Mark 3:1-19; 2 Samuel 6; Daniel 3
Community is often a missing element in this new age that we live in. Ironically, while we tend to be in groups more often the permanent connections that create community are missing and we often feel like we are alone in the midst of large groups. When we are not in groups we often withdraw into our social networking sites replacing true community with status updates, pictures of foods and tweets blasted out to our network of “friends.” (And yes, I know all the places this is being posted.)
Hananaiah, Mishael and Azariah, more commonly known as Shadrach, Meshach and Abednego, were part of a large group of government officials. They were called, along with other officials, to bow down before the king’s gigantic golden idol. Those three had experienced a special kind of community that included a relationship with God and refused to upset that community with God to go along with the group and bow down to the idol.

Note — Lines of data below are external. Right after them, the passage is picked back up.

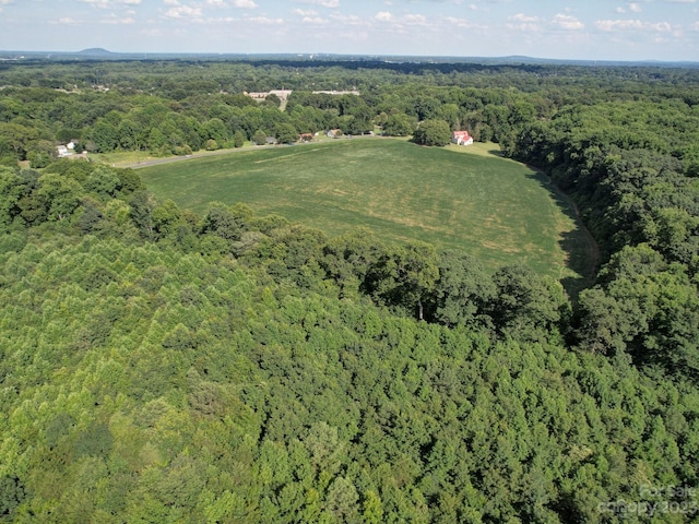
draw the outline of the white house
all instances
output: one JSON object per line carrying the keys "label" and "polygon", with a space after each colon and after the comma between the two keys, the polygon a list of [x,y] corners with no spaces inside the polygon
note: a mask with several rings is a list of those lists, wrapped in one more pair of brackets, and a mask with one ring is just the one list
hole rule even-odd
{"label": "white house", "polygon": [[469,134],[469,131],[454,131],[451,133],[451,142],[457,145],[471,145],[473,136]]}

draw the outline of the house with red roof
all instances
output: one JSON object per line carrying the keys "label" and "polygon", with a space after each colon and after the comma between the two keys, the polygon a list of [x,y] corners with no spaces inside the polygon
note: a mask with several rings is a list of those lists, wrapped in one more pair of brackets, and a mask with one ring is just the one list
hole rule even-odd
{"label": "house with red roof", "polygon": [[469,131],[454,131],[451,133],[451,142],[457,145],[471,145],[473,136],[469,134]]}

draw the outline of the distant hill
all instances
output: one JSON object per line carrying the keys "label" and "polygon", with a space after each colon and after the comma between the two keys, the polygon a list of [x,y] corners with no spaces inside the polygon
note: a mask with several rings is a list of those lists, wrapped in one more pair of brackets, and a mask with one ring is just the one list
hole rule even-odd
{"label": "distant hill", "polygon": [[90,49],[83,49],[79,51],[78,55],[82,55],[85,57],[110,57],[114,52],[108,51],[107,49],[103,49],[102,47],[91,47]]}

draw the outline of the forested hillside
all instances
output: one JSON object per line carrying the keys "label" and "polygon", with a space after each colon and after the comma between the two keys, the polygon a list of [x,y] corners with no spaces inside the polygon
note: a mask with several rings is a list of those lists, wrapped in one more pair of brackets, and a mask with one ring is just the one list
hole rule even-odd
{"label": "forested hillside", "polygon": [[[108,93],[83,66],[0,71],[0,521],[696,519],[696,72],[443,67],[227,71],[296,79],[284,109],[221,93],[217,62],[173,85],[180,66],[116,63]],[[138,171],[51,157],[62,138],[166,155],[311,115],[498,141],[576,200],[595,285],[571,300],[524,265],[196,214]]]}

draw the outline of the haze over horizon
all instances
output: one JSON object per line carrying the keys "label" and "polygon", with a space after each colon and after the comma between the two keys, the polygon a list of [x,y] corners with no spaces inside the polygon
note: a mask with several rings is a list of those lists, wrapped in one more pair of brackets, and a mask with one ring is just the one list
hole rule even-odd
{"label": "haze over horizon", "polygon": [[699,59],[698,0],[0,0],[0,49]]}

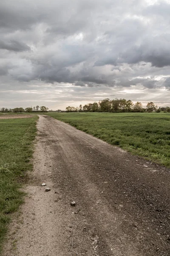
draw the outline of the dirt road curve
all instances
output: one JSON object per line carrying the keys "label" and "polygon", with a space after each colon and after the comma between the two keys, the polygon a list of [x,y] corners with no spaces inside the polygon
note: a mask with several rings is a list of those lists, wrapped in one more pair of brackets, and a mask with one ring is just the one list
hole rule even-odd
{"label": "dirt road curve", "polygon": [[170,255],[169,170],[50,116],[37,127],[23,223],[6,256]]}

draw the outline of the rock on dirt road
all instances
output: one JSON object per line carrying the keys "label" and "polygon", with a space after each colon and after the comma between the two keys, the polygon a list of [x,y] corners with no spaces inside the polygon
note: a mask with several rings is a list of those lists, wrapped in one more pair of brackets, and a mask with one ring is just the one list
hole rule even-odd
{"label": "rock on dirt road", "polygon": [[37,128],[6,256],[170,255],[169,169],[47,116]]}

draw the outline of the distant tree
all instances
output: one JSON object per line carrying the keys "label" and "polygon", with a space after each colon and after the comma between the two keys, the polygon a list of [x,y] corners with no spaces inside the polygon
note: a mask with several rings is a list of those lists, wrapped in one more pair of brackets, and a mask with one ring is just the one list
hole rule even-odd
{"label": "distant tree", "polygon": [[5,109],[5,110],[4,110],[4,112],[5,112],[5,113],[7,113],[7,112],[8,112],[8,108],[6,108]]}
{"label": "distant tree", "polygon": [[86,104],[85,105],[83,106],[83,107],[82,107],[82,110],[83,111],[83,112],[88,112],[88,105],[87,104]]}
{"label": "distant tree", "polygon": [[35,111],[38,111],[39,110],[39,108],[40,108],[40,106],[36,106],[36,107],[35,107]]}
{"label": "distant tree", "polygon": [[26,112],[31,112],[33,111],[32,108],[26,108]]}
{"label": "distant tree", "polygon": [[5,112],[5,108],[2,108],[0,110],[0,112],[3,113]]}
{"label": "distant tree", "polygon": [[116,98],[115,99],[113,99],[112,102],[112,111],[118,111],[119,110],[120,107],[120,100]]}
{"label": "distant tree", "polygon": [[80,105],[79,105],[79,112],[82,112],[82,105],[81,104],[80,104]]}
{"label": "distant tree", "polygon": [[126,99],[120,99],[119,103],[120,109],[122,111],[122,112],[125,112],[126,108]]}
{"label": "distant tree", "polygon": [[94,102],[94,103],[93,103],[92,104],[92,112],[96,112],[99,109],[99,105],[98,104],[98,103],[97,102]]}
{"label": "distant tree", "polygon": [[140,111],[142,109],[142,104],[141,102],[137,102],[134,106],[134,110]]}
{"label": "distant tree", "polygon": [[133,107],[133,103],[131,100],[129,99],[127,100],[126,102],[126,109],[128,111],[128,112],[129,112],[132,109]]}
{"label": "distant tree", "polygon": [[25,110],[23,108],[15,108],[12,110],[12,112],[14,113],[21,113],[25,112]]}
{"label": "distant tree", "polygon": [[112,109],[112,101],[108,98],[100,101],[99,102],[100,110],[102,112],[109,112]]}
{"label": "distant tree", "polygon": [[146,105],[147,111],[152,112],[153,111],[156,110],[156,106],[152,102],[148,102]]}
{"label": "distant tree", "polygon": [[47,112],[48,110],[48,108],[45,106],[42,106],[40,107],[40,111],[41,112]]}

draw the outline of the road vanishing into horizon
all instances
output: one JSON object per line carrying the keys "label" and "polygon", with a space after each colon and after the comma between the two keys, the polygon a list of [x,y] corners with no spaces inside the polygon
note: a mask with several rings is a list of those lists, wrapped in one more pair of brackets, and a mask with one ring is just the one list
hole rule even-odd
{"label": "road vanishing into horizon", "polygon": [[170,169],[48,116],[37,127],[6,256],[170,256]]}

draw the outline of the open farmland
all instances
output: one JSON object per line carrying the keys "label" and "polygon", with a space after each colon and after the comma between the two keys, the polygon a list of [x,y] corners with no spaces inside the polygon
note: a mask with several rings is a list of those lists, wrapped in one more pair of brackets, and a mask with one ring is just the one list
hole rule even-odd
{"label": "open farmland", "polygon": [[170,166],[170,113],[48,114],[133,154]]}
{"label": "open farmland", "polygon": [[25,171],[32,168],[29,158],[37,116],[25,117],[30,118],[0,116],[0,254],[10,214],[23,202],[19,189]]}

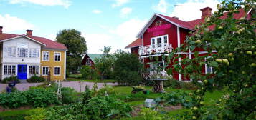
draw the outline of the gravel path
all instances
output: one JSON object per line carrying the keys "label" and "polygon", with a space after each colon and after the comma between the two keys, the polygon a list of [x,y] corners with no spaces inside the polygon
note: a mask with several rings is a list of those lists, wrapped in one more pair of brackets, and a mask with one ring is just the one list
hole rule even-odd
{"label": "gravel path", "polygon": [[[94,84],[93,82],[79,82],[79,81],[63,81],[61,82],[62,87],[71,87],[77,91],[84,91],[86,84],[87,84],[91,89]],[[19,91],[26,91],[29,89],[30,86],[37,86],[42,83],[19,83],[16,84],[16,87]],[[98,88],[103,87],[103,83],[97,83]],[[117,83],[107,83],[108,85],[115,86],[118,85]],[[80,87],[81,86],[81,87]],[[5,90],[7,86],[6,84],[0,84],[0,93]]]}

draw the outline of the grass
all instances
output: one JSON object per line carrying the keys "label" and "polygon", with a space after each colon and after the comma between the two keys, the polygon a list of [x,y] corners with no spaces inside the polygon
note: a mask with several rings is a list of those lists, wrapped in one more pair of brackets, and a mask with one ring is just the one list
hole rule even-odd
{"label": "grass", "polygon": [[99,80],[99,79],[80,79],[76,78],[67,78],[67,81],[87,81],[87,82],[96,82],[96,83],[114,83],[115,82],[113,79],[104,79],[104,80]]}
{"label": "grass", "polygon": [[[113,80],[105,80],[104,81],[113,81]],[[82,81],[89,81],[89,82],[98,82],[98,81],[96,80],[82,80]],[[113,86],[114,89],[118,92],[118,96],[117,97],[123,97],[120,99],[125,100],[126,96],[131,96],[131,92],[133,90],[133,88],[131,86]],[[145,87],[146,90],[149,90],[150,94],[148,95],[145,95],[146,98],[149,98],[149,99],[155,99],[157,97],[159,97],[162,95],[161,93],[153,93],[151,91],[152,87],[151,86],[146,86]],[[178,91],[179,89],[174,89],[171,88],[165,88],[165,91],[166,92],[172,92],[175,91]],[[185,90],[182,89],[184,91],[192,91],[191,90]],[[214,91],[212,92],[207,91],[204,96],[204,103],[206,105],[214,105],[215,101],[219,99],[223,95],[223,92],[221,91]],[[144,97],[145,97],[144,96]],[[127,101],[126,103],[132,106],[136,106],[138,105],[141,105],[144,104],[144,100],[145,98],[138,98],[138,99],[135,99],[133,101]],[[170,116],[175,116],[177,114],[181,114],[184,113],[184,111],[189,111],[189,109],[177,109],[177,110],[174,110],[171,111],[167,111],[167,113],[164,114],[161,114],[161,115],[169,115]],[[25,110],[13,110],[13,111],[4,111],[4,112],[0,112],[0,117],[2,116],[18,116],[18,115],[25,115],[27,114],[28,109]],[[133,118],[123,118],[122,119],[125,120],[125,119],[131,119],[131,120],[140,120],[143,119],[143,117],[138,116]]]}
{"label": "grass", "polygon": [[22,110],[12,110],[12,111],[2,111],[0,112],[0,117],[27,114],[27,111],[29,110],[29,109],[22,109]]}

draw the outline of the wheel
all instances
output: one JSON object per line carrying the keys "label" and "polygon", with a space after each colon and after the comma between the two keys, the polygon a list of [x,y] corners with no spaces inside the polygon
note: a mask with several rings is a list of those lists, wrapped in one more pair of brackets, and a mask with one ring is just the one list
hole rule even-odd
{"label": "wheel", "polygon": [[158,85],[154,85],[154,86],[153,86],[152,91],[153,91],[153,92],[158,92],[159,90],[160,90],[160,86],[159,86]]}

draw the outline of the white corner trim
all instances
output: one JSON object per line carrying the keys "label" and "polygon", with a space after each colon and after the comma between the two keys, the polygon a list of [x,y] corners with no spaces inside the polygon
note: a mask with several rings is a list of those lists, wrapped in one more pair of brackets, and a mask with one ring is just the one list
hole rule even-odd
{"label": "white corner trim", "polygon": [[0,41],[0,42],[4,42],[4,41],[9,41],[9,40],[11,40],[11,39],[19,39],[19,38],[22,38],[22,37],[25,37],[25,38],[27,38],[28,39],[30,39],[30,40],[32,40],[32,41],[34,41],[34,42],[36,42],[37,44],[39,44],[43,45],[43,46],[46,46],[46,44],[43,44],[42,42],[39,42],[39,41],[37,41],[35,39],[32,39],[30,37],[28,37],[26,35],[18,36],[16,36],[16,37],[13,37],[13,38],[1,40],[1,41]]}
{"label": "white corner trim", "polygon": [[179,34],[179,27],[177,26],[177,40],[178,40],[178,47],[181,47],[181,36]]}
{"label": "white corner trim", "polygon": [[64,53],[64,68],[63,68],[64,69],[63,69],[64,70],[64,79],[66,79],[66,69],[67,69],[66,68],[66,64],[67,64],[66,63],[66,58],[67,58],[66,57],[66,56],[67,56],[66,54],[67,54],[67,51],[65,51],[65,53]]}
{"label": "white corner trim", "polygon": [[[55,61],[55,54],[59,53],[60,54],[60,61]],[[59,51],[54,51],[53,53],[53,61],[57,61],[57,62],[60,62],[62,61],[62,53]]]}

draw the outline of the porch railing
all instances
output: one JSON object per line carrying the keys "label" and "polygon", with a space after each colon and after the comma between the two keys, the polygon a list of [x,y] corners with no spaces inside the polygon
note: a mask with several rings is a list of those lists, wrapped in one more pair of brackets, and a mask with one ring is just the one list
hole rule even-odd
{"label": "porch railing", "polygon": [[140,56],[146,56],[151,54],[170,53],[171,51],[171,44],[165,44],[163,46],[161,44],[154,44],[140,46],[138,49],[138,54]]}

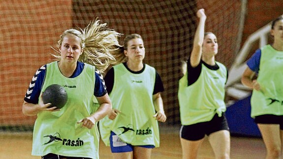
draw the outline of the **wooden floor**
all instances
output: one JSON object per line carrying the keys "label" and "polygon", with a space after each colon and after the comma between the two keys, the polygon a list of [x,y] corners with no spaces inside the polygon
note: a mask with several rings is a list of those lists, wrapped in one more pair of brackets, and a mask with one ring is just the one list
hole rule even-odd
{"label": "wooden floor", "polygon": [[[39,159],[31,155],[32,137],[31,134],[3,135],[0,134],[0,159]],[[100,142],[100,159],[111,159],[109,147]],[[264,159],[266,151],[261,138],[232,136],[231,159]],[[207,138],[203,143],[199,159],[214,159],[214,155]],[[179,134],[176,133],[160,134],[160,147],[154,149],[152,159],[177,159],[182,158]]]}

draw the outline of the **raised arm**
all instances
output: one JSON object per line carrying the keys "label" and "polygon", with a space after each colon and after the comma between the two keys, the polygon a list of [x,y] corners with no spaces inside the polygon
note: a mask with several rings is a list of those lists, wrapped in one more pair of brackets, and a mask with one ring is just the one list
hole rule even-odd
{"label": "raised arm", "polygon": [[206,16],[204,13],[204,9],[198,10],[196,13],[197,17],[199,19],[198,25],[196,29],[193,39],[193,47],[190,54],[190,65],[193,67],[198,65],[200,62],[202,53],[202,46],[204,38],[204,27]]}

To make a long story short, the king was upset and arranged for Shadrach, Meshach and Abednego to be thrown into the furnace. The furnace was so hot that men throwing those three into the furnace perished from the heat. The king did a visual check on the furnace. “Then King Nebuchadnezzar leaped to his feet in amazement and asked his advisers, ‘Weren’t there three men that we tied up and threw into the fire?’ They replied, ‘Certainly, O king.’ He said, ‘Look! I see four men walking around in the fire, unbound and unharmed, and the fourth looks like a son of the gods.’” The sense of community that had caused Shadrach, Meshach and Abednego to refuse to bow down to the king’s idol and face death was now revealing benefits. They didn’t go through the fire on their own. God was in their midst protecting them and the end of the story had them leaving the furnace and the king proclaiming praises of their God.
For those who follow Christ, community begins with our relationship with God. When we have that relationship with God, then we extend our community to all those who follow God. We are never alone when we are with God and then when we are with His people. One of the “criticisms” of early Christians was that they loved each other before they even knew each other. That’s the sense of community we need to have to help each other in our world. That’s the sense of community that should draw others to Christ. We should always keep our community open for any who choose to come to Him.